今回より執筆を担当させて頂くことになりました税理士法人アーリークロスの小山と申します。

相続、不動産に関わる税金についてなるべく噛み砕いてお伝えできるよう努めて参りますのでよろしくお願い致します。

 

1.相続対策と負担付贈与
不動産オーナーの相続対策の一環として、子へ生前に賃貸不動産の建物を相続時精算課税制度を使って贈与する場合があります。

賃貸不動産を生前に贈与すると、贈与税及び流通税(不動産取得税、登録免許税)がかかるとしてもその不動産収入は建物の名義人に帰属することになります。

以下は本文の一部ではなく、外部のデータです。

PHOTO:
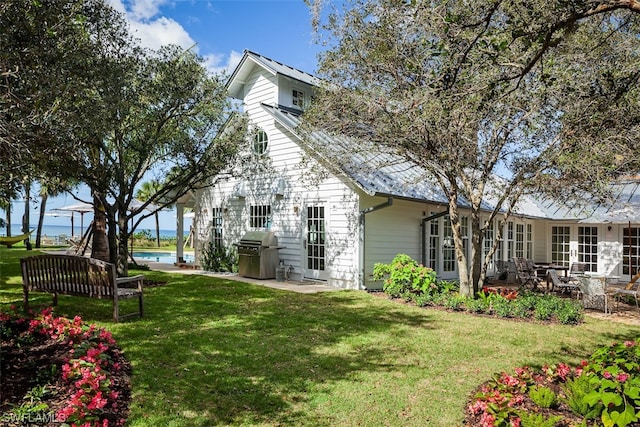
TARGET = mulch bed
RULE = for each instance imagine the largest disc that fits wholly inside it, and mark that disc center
(27, 363)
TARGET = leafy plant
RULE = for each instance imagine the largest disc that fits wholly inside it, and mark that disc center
(574, 391)
(538, 420)
(544, 309)
(569, 311)
(478, 305)
(614, 373)
(453, 301)
(502, 307)
(404, 274)
(543, 396)
(218, 259)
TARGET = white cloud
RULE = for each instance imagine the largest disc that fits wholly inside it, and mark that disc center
(146, 9)
(216, 63)
(160, 32)
(155, 30)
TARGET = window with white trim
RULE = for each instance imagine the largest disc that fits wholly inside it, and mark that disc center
(297, 98)
(216, 228)
(260, 216)
(520, 245)
(260, 142)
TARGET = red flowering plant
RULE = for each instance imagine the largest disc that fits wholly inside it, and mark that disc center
(606, 387)
(87, 369)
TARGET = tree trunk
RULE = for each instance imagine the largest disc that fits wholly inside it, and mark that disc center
(100, 246)
(123, 241)
(158, 229)
(26, 220)
(8, 221)
(43, 206)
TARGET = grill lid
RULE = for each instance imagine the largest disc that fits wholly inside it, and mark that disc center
(259, 238)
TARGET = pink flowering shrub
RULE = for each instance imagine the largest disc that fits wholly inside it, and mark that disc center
(610, 391)
(88, 368)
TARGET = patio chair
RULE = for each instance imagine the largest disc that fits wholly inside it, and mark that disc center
(576, 269)
(631, 290)
(527, 276)
(594, 292)
(560, 286)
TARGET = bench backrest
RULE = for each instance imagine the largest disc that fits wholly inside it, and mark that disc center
(69, 274)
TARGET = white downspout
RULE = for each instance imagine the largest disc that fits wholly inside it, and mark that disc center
(362, 274)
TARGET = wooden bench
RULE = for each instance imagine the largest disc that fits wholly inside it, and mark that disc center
(80, 276)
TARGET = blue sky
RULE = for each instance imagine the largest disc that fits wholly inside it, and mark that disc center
(220, 30)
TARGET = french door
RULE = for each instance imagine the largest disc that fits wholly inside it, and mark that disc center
(575, 244)
(315, 243)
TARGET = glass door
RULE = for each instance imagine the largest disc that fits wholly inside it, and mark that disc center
(315, 243)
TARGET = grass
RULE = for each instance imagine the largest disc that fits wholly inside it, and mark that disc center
(219, 352)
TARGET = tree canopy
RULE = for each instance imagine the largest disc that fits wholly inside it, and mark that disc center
(81, 101)
(517, 96)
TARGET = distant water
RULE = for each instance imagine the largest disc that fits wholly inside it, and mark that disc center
(60, 230)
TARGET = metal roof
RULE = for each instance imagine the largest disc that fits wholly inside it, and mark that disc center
(379, 172)
(251, 59)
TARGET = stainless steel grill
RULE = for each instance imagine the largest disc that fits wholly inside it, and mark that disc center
(258, 255)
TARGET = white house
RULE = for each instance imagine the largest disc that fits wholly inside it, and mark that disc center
(335, 219)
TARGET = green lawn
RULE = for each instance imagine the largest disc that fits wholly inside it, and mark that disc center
(218, 352)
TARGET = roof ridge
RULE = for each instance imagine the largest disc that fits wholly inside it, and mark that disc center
(249, 51)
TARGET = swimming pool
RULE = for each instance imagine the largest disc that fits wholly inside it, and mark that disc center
(164, 257)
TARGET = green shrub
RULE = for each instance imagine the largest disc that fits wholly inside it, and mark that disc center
(478, 305)
(575, 390)
(544, 308)
(569, 311)
(502, 307)
(521, 311)
(453, 301)
(218, 259)
(404, 274)
(543, 396)
(423, 300)
(615, 377)
(538, 420)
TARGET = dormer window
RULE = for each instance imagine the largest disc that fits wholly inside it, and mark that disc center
(298, 98)
(260, 142)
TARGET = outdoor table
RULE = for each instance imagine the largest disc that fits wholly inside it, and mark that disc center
(546, 267)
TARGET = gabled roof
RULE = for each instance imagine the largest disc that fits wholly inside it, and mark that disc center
(250, 60)
(386, 174)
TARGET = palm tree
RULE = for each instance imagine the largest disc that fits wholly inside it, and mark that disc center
(145, 193)
(48, 187)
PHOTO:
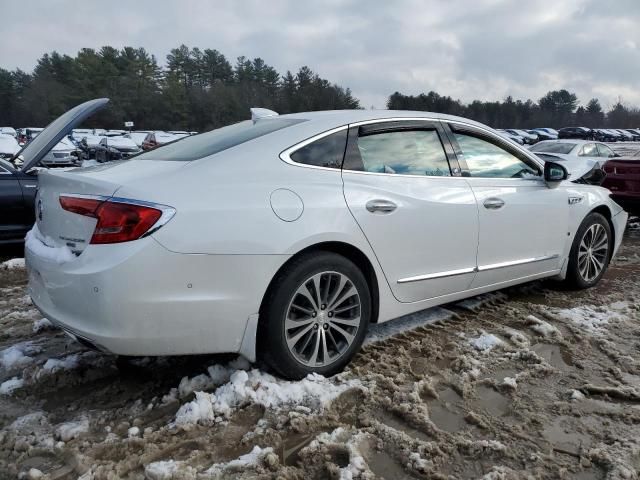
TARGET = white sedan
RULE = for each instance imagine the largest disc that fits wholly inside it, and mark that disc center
(284, 237)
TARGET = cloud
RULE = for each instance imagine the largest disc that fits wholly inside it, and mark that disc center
(468, 49)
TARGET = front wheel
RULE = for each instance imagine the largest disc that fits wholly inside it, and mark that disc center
(315, 317)
(590, 252)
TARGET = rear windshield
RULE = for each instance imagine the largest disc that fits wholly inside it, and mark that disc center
(564, 148)
(215, 141)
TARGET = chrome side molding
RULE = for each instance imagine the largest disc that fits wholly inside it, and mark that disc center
(481, 268)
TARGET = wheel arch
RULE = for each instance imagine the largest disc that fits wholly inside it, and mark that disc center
(352, 253)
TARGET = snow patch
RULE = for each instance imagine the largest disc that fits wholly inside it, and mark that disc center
(13, 264)
(577, 395)
(41, 325)
(166, 470)
(17, 355)
(44, 247)
(67, 363)
(9, 386)
(382, 331)
(486, 342)
(543, 328)
(315, 391)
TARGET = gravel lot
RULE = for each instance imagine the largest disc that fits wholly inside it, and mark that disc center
(529, 382)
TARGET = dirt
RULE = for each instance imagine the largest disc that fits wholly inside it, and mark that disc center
(557, 396)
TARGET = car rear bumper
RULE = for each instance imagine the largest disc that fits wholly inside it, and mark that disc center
(619, 224)
(138, 298)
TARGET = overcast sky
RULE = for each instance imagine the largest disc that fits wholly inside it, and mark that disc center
(484, 49)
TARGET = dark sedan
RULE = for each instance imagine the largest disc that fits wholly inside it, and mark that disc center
(115, 148)
(17, 194)
(623, 179)
(582, 133)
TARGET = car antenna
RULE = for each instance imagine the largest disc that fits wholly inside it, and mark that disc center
(258, 113)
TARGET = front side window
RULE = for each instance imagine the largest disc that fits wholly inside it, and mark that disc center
(486, 159)
(588, 150)
(325, 152)
(406, 152)
(604, 151)
(209, 143)
(553, 147)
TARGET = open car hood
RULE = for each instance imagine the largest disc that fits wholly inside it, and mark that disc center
(37, 148)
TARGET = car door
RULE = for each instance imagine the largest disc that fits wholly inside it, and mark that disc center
(522, 222)
(11, 206)
(418, 214)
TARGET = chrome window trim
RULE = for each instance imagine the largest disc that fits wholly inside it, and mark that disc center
(502, 141)
(167, 211)
(285, 155)
(481, 268)
(513, 263)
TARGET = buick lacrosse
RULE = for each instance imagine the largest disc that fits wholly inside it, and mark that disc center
(283, 237)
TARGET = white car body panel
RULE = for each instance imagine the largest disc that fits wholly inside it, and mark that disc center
(577, 165)
(196, 284)
(531, 227)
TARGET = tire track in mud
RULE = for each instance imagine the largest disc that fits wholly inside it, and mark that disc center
(526, 382)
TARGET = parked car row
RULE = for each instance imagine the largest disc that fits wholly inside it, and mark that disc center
(532, 136)
(87, 144)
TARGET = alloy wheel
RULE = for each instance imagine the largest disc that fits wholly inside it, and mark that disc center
(322, 319)
(593, 252)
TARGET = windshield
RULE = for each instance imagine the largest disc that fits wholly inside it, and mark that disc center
(564, 148)
(215, 141)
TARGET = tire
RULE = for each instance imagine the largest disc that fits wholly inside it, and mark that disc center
(324, 341)
(588, 265)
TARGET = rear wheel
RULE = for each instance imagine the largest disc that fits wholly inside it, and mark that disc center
(315, 317)
(590, 252)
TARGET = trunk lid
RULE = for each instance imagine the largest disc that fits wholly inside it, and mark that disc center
(62, 228)
(37, 148)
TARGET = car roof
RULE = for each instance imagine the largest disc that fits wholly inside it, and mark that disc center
(328, 119)
(576, 141)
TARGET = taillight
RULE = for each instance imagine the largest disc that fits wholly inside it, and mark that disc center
(117, 221)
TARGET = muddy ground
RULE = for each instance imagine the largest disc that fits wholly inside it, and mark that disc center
(530, 382)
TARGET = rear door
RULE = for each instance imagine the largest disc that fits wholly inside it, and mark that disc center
(403, 187)
(12, 213)
(523, 223)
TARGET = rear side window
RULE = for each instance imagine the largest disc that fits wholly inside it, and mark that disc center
(606, 152)
(404, 152)
(325, 152)
(589, 150)
(215, 141)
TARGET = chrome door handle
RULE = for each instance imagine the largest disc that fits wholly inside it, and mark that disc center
(382, 206)
(493, 203)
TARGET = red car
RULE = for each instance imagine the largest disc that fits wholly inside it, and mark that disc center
(623, 179)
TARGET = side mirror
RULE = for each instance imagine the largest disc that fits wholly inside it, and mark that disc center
(554, 173)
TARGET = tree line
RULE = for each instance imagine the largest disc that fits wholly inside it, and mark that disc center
(196, 90)
(199, 90)
(556, 109)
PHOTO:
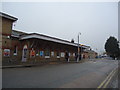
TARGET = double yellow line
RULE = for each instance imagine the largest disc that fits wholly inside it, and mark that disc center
(107, 80)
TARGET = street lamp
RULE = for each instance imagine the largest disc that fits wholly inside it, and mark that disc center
(78, 47)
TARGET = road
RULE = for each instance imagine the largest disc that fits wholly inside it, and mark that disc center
(89, 74)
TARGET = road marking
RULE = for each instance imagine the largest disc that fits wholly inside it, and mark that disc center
(109, 79)
(104, 83)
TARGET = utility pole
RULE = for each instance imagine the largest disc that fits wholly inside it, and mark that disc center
(78, 48)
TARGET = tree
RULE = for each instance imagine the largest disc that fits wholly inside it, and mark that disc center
(112, 47)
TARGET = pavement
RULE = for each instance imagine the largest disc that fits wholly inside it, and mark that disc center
(33, 65)
(89, 74)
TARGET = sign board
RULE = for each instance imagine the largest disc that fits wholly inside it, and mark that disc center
(52, 53)
(41, 53)
(6, 52)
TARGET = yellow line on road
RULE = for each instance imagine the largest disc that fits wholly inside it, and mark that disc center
(109, 80)
(100, 86)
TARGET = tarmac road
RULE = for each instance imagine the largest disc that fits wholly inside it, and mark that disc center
(89, 74)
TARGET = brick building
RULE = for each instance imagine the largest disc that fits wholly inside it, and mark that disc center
(20, 47)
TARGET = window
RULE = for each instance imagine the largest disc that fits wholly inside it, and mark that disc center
(62, 54)
(41, 53)
(15, 50)
(58, 55)
(52, 54)
(47, 54)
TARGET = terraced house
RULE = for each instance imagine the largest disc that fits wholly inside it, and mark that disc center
(21, 48)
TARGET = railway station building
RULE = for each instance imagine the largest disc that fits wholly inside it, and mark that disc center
(20, 47)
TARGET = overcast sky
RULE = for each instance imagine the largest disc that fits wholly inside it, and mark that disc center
(96, 21)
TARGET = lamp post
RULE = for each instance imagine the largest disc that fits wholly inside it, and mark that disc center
(78, 48)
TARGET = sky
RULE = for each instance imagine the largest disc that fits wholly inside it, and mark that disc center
(96, 21)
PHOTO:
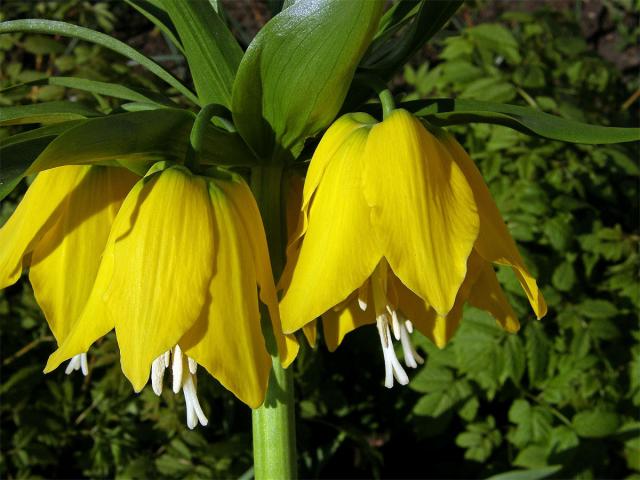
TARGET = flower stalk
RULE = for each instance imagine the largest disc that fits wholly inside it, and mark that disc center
(274, 443)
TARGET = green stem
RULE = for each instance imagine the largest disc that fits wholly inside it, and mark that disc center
(274, 435)
(388, 104)
(197, 135)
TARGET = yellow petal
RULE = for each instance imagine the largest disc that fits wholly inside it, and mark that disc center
(439, 329)
(338, 251)
(227, 338)
(65, 261)
(423, 208)
(38, 211)
(495, 243)
(293, 185)
(95, 320)
(332, 141)
(310, 331)
(162, 254)
(336, 323)
(487, 294)
(246, 210)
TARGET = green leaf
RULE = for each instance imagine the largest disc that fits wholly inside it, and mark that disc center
(15, 157)
(142, 137)
(533, 474)
(532, 456)
(152, 11)
(21, 149)
(432, 379)
(496, 38)
(295, 74)
(212, 51)
(52, 27)
(597, 309)
(564, 276)
(115, 90)
(596, 423)
(390, 55)
(49, 112)
(448, 111)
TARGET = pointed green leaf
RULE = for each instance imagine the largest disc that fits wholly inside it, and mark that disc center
(449, 111)
(141, 137)
(212, 51)
(156, 14)
(390, 54)
(115, 90)
(295, 74)
(49, 112)
(52, 27)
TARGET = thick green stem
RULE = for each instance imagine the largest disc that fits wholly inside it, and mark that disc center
(274, 434)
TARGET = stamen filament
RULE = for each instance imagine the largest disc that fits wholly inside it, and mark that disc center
(182, 378)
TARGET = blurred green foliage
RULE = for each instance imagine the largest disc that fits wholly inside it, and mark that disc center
(560, 399)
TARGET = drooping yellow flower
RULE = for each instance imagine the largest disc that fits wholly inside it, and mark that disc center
(59, 232)
(179, 282)
(396, 224)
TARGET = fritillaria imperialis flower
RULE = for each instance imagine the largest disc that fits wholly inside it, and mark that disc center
(59, 231)
(179, 282)
(397, 228)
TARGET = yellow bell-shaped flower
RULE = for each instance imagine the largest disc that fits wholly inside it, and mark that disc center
(179, 282)
(59, 231)
(396, 224)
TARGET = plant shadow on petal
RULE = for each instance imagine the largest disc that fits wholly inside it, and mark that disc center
(72, 200)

したがって贈与後の不動産収入を子供に帰属させることで財産総額の増加を抑制することが可能となります。また、子供はその不動産収入によって将来の納税資金を貯めておくことができます。逆にいうと、相続対策を行いたい方が賃貸不動産を持ち続けることによって財産総額が当然に増加していくこととなり、納税資金の面でも不安が残ることになりかねません。

では、相続対策として賃貸不動産を生前贈与した時の注意点にはどのようなものがあるのでしょうか。
 

2.賃貸不動産を贈与する時の注意点
賃貸不動産を贈与する際に気をつけなければならないのが「負担付贈与」とならないようにすることです。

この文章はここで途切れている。